Mais le bilan d’un courrier pourrait bien diminuer. Grâce au nouveau timbre vert mis en circulation par la Poste depuis le 1er octobre. Un timbre décoré d’une feuille, vendu légèrement plus cher que le timbre en tarif lent (0,57 contre 0,55 euro), mais moins que son cousin prioritaire (0,60 euro), et destiné à desservir les foyers et entreprises françaises.

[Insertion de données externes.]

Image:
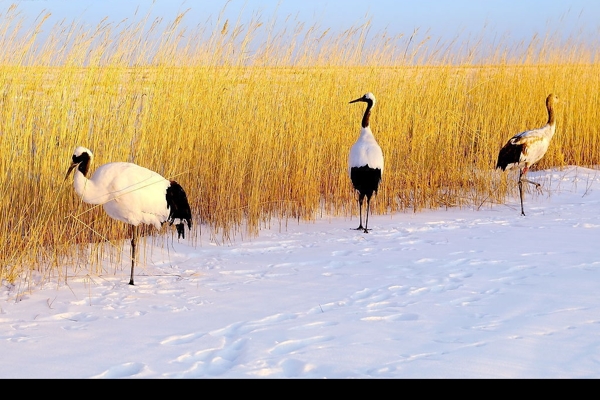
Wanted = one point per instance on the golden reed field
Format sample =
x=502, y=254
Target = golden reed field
x=256, y=126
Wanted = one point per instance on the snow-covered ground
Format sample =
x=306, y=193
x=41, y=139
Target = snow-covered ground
x=439, y=294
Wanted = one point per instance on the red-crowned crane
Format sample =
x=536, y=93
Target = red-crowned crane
x=131, y=194
x=526, y=148
x=365, y=162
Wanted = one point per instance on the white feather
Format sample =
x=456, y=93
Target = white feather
x=365, y=151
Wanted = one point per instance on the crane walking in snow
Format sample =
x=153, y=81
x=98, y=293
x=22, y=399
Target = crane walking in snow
x=526, y=148
x=131, y=194
x=365, y=162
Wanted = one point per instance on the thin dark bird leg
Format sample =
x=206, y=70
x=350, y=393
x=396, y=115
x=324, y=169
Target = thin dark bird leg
x=134, y=234
x=521, y=193
x=361, y=197
x=367, y=220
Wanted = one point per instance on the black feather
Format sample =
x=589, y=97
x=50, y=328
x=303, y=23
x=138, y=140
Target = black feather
x=179, y=208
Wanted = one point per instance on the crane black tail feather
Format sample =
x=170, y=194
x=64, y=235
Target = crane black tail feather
x=179, y=208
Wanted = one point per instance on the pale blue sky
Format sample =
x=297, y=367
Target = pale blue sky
x=513, y=20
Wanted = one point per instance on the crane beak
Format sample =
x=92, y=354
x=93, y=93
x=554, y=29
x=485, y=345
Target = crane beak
x=73, y=165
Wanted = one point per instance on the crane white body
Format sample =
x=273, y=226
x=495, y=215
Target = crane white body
x=526, y=148
x=131, y=194
x=365, y=151
x=127, y=192
x=365, y=162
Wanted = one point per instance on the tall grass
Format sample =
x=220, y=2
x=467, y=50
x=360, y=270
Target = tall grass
x=254, y=122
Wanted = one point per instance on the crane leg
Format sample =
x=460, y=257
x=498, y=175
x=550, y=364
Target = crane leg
x=367, y=219
x=361, y=197
x=134, y=234
x=521, y=194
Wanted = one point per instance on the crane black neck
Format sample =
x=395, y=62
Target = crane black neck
x=365, y=121
x=83, y=163
x=551, y=119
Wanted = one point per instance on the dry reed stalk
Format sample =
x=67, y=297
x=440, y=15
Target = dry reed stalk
x=261, y=132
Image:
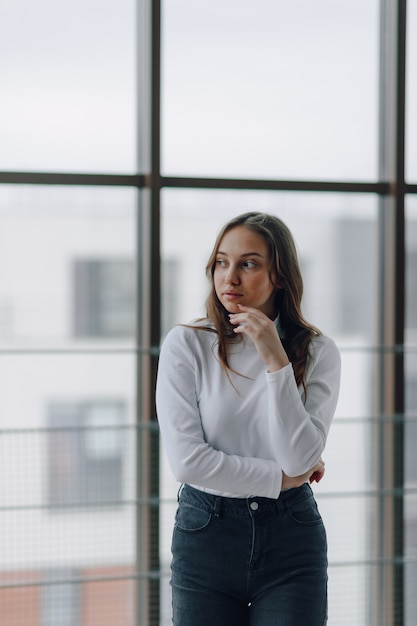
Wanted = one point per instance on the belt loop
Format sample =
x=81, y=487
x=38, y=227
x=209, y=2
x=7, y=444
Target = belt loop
x=181, y=487
x=217, y=506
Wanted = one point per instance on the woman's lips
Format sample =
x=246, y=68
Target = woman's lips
x=231, y=295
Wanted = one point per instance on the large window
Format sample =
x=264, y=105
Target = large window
x=129, y=133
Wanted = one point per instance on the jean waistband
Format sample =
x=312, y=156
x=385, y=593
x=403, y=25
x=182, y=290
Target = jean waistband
x=241, y=506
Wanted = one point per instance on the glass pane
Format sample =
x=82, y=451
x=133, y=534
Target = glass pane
x=67, y=270
x=270, y=89
x=68, y=94
x=67, y=515
x=411, y=94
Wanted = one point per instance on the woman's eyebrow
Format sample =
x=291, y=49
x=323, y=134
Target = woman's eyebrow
x=244, y=254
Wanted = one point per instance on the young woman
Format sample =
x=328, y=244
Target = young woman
x=245, y=399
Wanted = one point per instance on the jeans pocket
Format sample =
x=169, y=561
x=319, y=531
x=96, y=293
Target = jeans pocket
x=191, y=519
x=304, y=511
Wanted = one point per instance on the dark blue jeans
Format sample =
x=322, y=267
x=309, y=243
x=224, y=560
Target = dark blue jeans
x=249, y=561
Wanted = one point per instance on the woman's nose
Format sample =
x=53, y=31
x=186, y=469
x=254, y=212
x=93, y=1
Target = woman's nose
x=232, y=276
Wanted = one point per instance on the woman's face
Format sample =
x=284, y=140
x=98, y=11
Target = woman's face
x=241, y=274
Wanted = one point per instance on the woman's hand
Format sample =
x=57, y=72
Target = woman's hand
x=262, y=330
x=315, y=474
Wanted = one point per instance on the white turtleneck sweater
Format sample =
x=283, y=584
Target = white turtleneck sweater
x=235, y=437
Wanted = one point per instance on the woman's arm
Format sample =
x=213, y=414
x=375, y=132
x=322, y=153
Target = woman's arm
x=299, y=431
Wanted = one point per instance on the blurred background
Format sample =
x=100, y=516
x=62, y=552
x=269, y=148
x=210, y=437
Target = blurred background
x=130, y=131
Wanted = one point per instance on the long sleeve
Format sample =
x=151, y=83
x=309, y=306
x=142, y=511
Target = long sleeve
x=299, y=430
x=192, y=459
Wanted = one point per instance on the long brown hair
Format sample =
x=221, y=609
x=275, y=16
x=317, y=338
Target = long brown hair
x=296, y=333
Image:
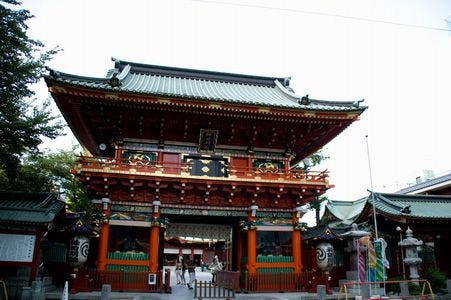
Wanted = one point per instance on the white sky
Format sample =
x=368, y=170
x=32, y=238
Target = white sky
x=402, y=72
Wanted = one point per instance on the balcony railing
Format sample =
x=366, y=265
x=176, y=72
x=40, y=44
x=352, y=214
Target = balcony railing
x=147, y=167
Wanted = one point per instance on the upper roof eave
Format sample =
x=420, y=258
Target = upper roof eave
x=235, y=89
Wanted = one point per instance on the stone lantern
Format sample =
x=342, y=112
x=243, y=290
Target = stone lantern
x=411, y=253
x=352, y=238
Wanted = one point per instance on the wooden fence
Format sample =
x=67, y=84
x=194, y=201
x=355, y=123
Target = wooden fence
x=209, y=290
x=281, y=282
x=92, y=280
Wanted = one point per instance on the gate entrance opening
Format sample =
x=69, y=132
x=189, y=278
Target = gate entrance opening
x=199, y=242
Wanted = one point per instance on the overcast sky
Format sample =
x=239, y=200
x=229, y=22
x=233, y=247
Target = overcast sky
x=394, y=54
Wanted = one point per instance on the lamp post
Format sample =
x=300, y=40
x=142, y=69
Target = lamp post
x=399, y=229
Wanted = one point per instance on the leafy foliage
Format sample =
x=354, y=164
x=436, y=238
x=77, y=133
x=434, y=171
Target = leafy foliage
x=22, y=123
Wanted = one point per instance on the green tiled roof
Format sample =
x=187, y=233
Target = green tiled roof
x=319, y=232
x=412, y=206
x=220, y=87
x=30, y=208
x=345, y=211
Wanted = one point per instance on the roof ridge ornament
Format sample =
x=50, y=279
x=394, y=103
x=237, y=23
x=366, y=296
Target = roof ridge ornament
x=305, y=100
x=114, y=81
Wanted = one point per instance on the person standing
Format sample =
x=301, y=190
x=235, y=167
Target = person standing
x=178, y=271
x=191, y=273
x=215, y=266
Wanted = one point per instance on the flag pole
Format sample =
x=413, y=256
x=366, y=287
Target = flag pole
x=372, y=191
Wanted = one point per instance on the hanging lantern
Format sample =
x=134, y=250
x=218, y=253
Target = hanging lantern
x=325, y=256
x=78, y=250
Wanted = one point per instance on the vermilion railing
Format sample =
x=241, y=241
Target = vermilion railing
x=92, y=280
x=279, y=281
x=153, y=167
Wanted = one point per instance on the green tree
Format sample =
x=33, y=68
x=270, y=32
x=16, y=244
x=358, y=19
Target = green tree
x=51, y=172
x=22, y=122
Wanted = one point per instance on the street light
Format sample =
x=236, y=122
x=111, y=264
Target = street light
x=399, y=229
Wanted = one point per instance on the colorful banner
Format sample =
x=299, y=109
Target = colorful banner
x=361, y=262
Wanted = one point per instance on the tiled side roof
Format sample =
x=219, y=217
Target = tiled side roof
x=320, y=230
x=413, y=206
x=164, y=81
x=30, y=208
x=428, y=184
x=346, y=210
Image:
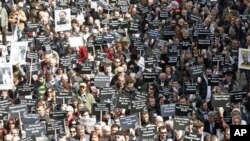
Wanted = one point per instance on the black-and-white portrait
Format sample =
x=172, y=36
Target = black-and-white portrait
x=62, y=20
x=18, y=52
x=6, y=76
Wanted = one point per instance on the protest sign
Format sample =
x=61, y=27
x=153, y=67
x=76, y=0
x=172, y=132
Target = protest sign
x=237, y=96
x=99, y=108
x=62, y=20
x=58, y=115
x=17, y=111
x=183, y=110
x=244, y=59
x=148, y=132
x=18, y=53
x=180, y=123
x=64, y=97
x=220, y=100
x=102, y=81
x=6, y=76
x=35, y=129
x=123, y=101
x=192, y=137
x=167, y=110
x=55, y=127
x=128, y=122
x=196, y=71
x=30, y=118
x=89, y=123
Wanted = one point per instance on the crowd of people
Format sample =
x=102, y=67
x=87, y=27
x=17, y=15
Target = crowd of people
x=152, y=52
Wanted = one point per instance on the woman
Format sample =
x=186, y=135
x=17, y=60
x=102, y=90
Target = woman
x=48, y=96
x=17, y=18
x=4, y=22
x=12, y=123
x=94, y=136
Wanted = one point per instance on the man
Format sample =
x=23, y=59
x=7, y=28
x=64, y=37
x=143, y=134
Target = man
x=210, y=125
x=41, y=110
x=85, y=97
x=80, y=133
x=4, y=22
x=245, y=61
x=62, y=16
x=162, y=133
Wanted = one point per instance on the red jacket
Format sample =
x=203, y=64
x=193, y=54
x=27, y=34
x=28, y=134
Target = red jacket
x=83, y=52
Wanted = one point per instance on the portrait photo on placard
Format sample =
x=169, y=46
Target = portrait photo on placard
x=18, y=53
x=244, y=59
x=62, y=20
x=6, y=76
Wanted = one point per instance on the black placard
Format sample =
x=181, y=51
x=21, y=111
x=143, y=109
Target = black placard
x=173, y=56
x=31, y=138
x=86, y=68
x=220, y=100
x=214, y=80
x=17, y=111
x=181, y=123
x=106, y=94
x=183, y=110
x=30, y=104
x=114, y=24
x=35, y=129
x=164, y=14
x=237, y=96
x=196, y=71
x=123, y=102
x=5, y=103
x=58, y=115
x=65, y=62
x=32, y=56
x=148, y=132
x=100, y=56
x=30, y=118
x=204, y=43
x=101, y=107
x=64, y=97
x=168, y=34
x=167, y=110
x=190, y=88
x=102, y=81
x=24, y=90
x=57, y=125
x=128, y=122
x=192, y=137
x=149, y=76
x=153, y=34
x=139, y=103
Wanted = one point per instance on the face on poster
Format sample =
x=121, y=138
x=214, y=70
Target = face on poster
x=6, y=76
x=62, y=20
x=244, y=59
x=18, y=53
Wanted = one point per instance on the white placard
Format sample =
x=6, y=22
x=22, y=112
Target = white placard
x=18, y=53
x=62, y=20
x=244, y=59
x=75, y=41
x=6, y=76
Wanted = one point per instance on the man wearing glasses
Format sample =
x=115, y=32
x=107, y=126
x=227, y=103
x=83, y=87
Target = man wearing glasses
x=85, y=97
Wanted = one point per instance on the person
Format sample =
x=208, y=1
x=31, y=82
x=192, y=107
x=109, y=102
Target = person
x=17, y=20
x=3, y=23
x=245, y=62
x=62, y=18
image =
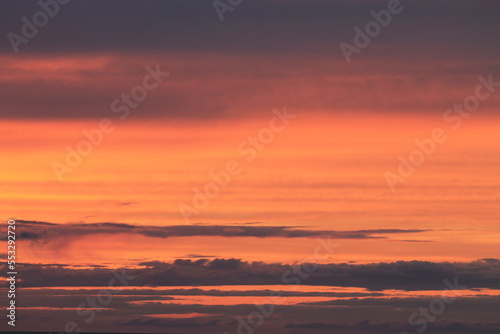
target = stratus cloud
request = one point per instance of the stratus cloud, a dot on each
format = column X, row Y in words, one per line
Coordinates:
column 413, row 275
column 43, row 231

Mais pourquoi snober le train ?

Ce n’est pas son prix qui fait sa « greenitude » mais son rythme de croisière. Moins rapide que le courrier express, le courrier vert est acheminé non plus en 24 mais en 48 heures. Avec son jour de délai grignoté, la Poste peut ainsi se permettre de snober l’avion, au moins en métropole (la promesse exclut les DOM et la Corse). « Les émissions par camion sont 4 à 5 fois inférieures (2) aux émissions des courriers envoyés par avion », assure-t-on au service de presse. Ainsi acheminé, le correspondance au tarif vert ne devrait plus émettre que 25,8 g de CO2, soit 14% de moins que la lettre prioritaire. A terme, lorsque la Poste aura mieux maîtrisé sa consommation d’énergie, appris l’éco-conduite à tous ses agents ou amélioré l’isolation de ses bâtiments, la lettre verte devrait émettre 30% de CO2 de moins que la missive prioritaire d’aujourd’hui.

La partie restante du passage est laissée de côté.